A350 program chief Didier Evrard, whom Mr. Brégier brought over from MBDA, began by focusing more on how the plane would get built than on what it would look like. Early on, the A350 resembled its recent predecessors, with a string of delays that left it about one year behind schedule. By mid-2012, preparations Mr. Brégier had ordered started paying off.For example, reading about the failures in the WMATA Railroad Operations Control Center, including lack of checklists and necessary manuals, I remembered something I'd read about Boeing, although I can't find the citation.
Weld inspectors used to go into planes carrying many pounds of blueprints, and had to thumb through them to find information relevant to the specific location of the welds they were to inspect. Now there are laser-identification and Ipad-based applications that direct them to the welds and the information they need for inspection, simultaneously (also see "Visual Work Instructions and the Paperless Factory," Assembly Magazine).
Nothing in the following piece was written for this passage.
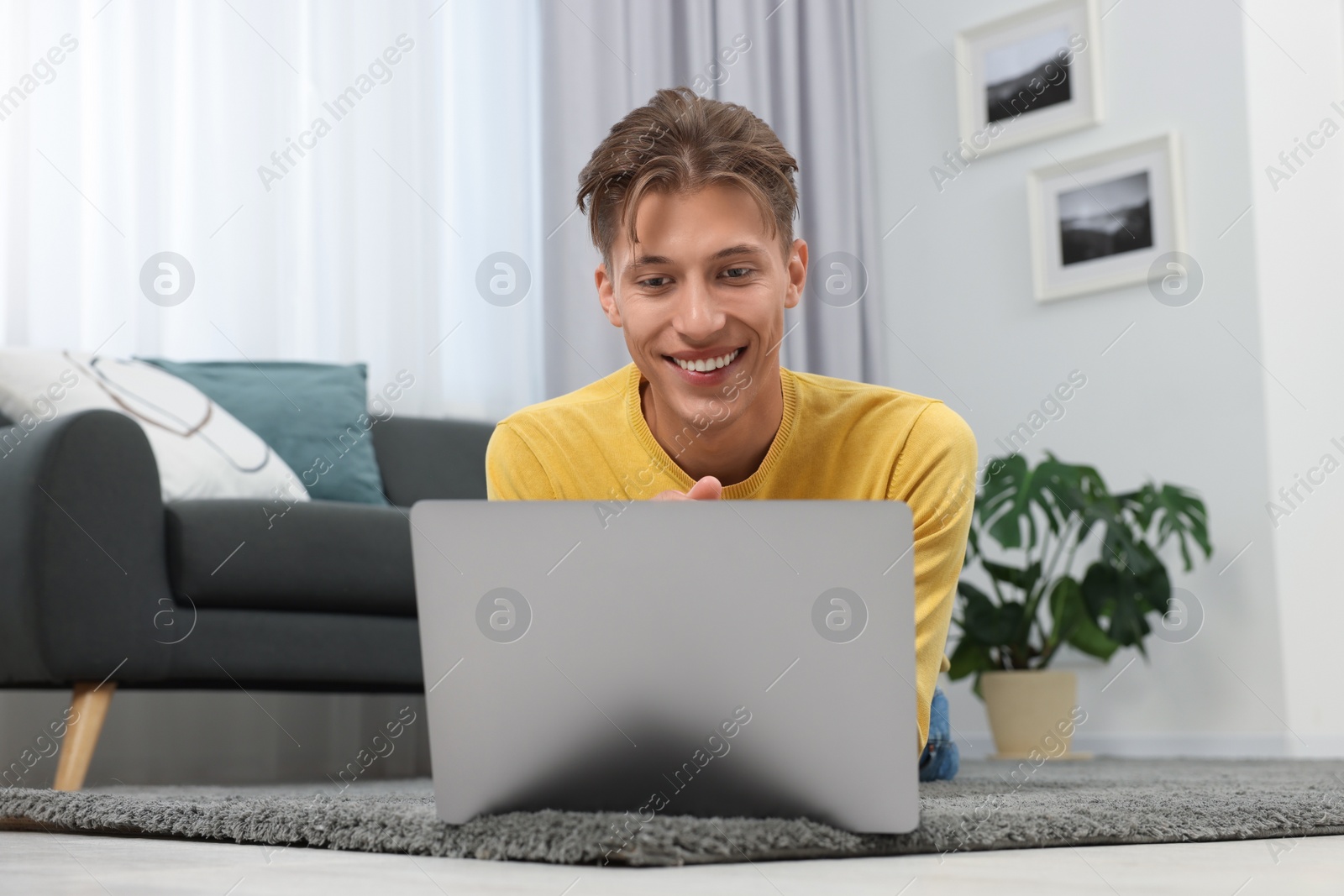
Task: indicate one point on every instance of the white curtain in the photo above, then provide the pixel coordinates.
(151, 134)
According to the Assembly article, "electronic work instructions are ideal for manufacturers that produce complex products; high-mix, high-volume items; and products with short order-to-delivery cycle times."
The same is likely to be true for WMATA rail and bus operations. "Electronic work instructions" can help simplify the oversight systems and ensure that the procedures are followed instead of ignored.
Just like how software prevents government agencies from hiring people if money hasn't been promoted, inspection software applications can be configured so that inspection approval and funds aren't released, if the work sleeve hasn't been properly sealed, etc.
However, whether or not substantive change will occur is a question I can't answer.